Did space permit, it would prove an interesting quest to follow the several races through the various classes of crime, noticing the relative seriousness of their offences, and paying attention to the female offenders. Only one class of offences can here be noted in detail; namely, that of public intoxication. Although classed as a crime, this offence borders on pauperism and the mental diseases, and its extreme prevalence indicates that the race in question is not overcoming the degenerating effects of competition and city life. Statistics from Massachusetts seem to show that drunkenness prevails to the greatest extent in the order of preëminence among the Irish, Welsh, English, and Scotch, and least among the Portuguese, Italians, Germans, Poles, and Jews. The Italians owe their prominence in the lists of prisoners to their crimes of violence, and very slightly to intoxication, though the latter is increasing among them.
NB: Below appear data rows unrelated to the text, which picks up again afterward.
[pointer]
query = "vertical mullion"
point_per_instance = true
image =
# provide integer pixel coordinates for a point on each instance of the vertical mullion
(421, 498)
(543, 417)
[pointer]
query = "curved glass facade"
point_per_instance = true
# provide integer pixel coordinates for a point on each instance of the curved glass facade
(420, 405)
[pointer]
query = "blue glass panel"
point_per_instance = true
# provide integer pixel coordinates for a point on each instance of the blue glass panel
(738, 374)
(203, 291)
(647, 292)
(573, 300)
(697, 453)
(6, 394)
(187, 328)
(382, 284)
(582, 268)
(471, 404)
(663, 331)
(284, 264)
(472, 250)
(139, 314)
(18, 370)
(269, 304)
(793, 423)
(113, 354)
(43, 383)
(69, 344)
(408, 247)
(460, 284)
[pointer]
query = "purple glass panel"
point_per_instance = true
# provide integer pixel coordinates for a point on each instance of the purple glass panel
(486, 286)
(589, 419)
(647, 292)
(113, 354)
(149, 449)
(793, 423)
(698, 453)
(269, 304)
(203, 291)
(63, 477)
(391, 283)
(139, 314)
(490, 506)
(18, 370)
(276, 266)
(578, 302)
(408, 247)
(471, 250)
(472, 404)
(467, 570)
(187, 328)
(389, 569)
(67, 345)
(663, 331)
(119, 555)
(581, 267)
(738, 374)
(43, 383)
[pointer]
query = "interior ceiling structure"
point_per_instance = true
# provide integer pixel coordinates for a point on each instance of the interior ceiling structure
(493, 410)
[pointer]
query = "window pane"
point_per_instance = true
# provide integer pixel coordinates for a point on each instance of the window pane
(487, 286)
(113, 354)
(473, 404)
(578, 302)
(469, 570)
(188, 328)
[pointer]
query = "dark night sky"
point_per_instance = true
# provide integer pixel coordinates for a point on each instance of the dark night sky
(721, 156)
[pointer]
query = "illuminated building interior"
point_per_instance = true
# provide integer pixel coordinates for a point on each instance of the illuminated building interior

In the Southern states the ravages of drink among the negroes have been so severe and accompanied with such outbreaks of violence that the policy of prohibition of the liquor traffic has been carried farther than in any other section of the country. Probably three-fourths of the Southern negroes live in prohibition counties, and were it not for the paternal restrictions imposed by such laws, the downward course of the negro race would doubtless have outrun considerably the speed it has actually attained.

Besides the crimes which spring from racial tendencies, there is a peculiar class of crimes springing largely from race prejudice and hatred. These are lynchings and mob violence. The United States presents the paradox of a nation where respect for law and constitutional forms has won most signal triumphs, yet where concerted violations of law have been most widespread. By a queer inversion of thought, a crime committed jointly by many is not a crime, but a vindication of justice, just as a crime committed by authority of a nation is not a crime, but a virtue. Such crimes have not been continuous, but have arisen at times out of acute racial antagonisms. The Knownothing agitation of 1850 to 1855, which prevailed among religious and patriotic Americans, was directed against the newly arrived flood of immigrants from Europe and Asia, and was marked by a state of lawlessness and mob rule such as had never before existed, especially in the cities of Boston, New York, Pittsburg, Cincinnati, Louisville, and Baltimore.[100] These subsided or changed their object under the oncoming slavery crisis, and the Civil War itself was a grand resort to violence by the South on a question of race domination. Beginning again with the Kuklux and White-cap uprisings in the seventies, mob rule drove the negroes back to a condition of subordination, but the lawless spirit then engendered has continued to show itself in the annual lynching of fifty to one hundred and fifty negroes suspected or convicted of the more heinous crimes.[101] Nor has this crime of the mob been restricted to the South, but it has spread to the North, and has become almost the accepted code of procedure throughout the land wherever negroes are heinously accused. In the Northern instances this vengeance of the mob is sometimes wreaked on the entire race, for in the North the negro is more assertive, and defends his accused brother. But in the South the mob usually, though not always, stops with vengeance on the individual guilty, or supposedly guilty, since the race in general is already cowed.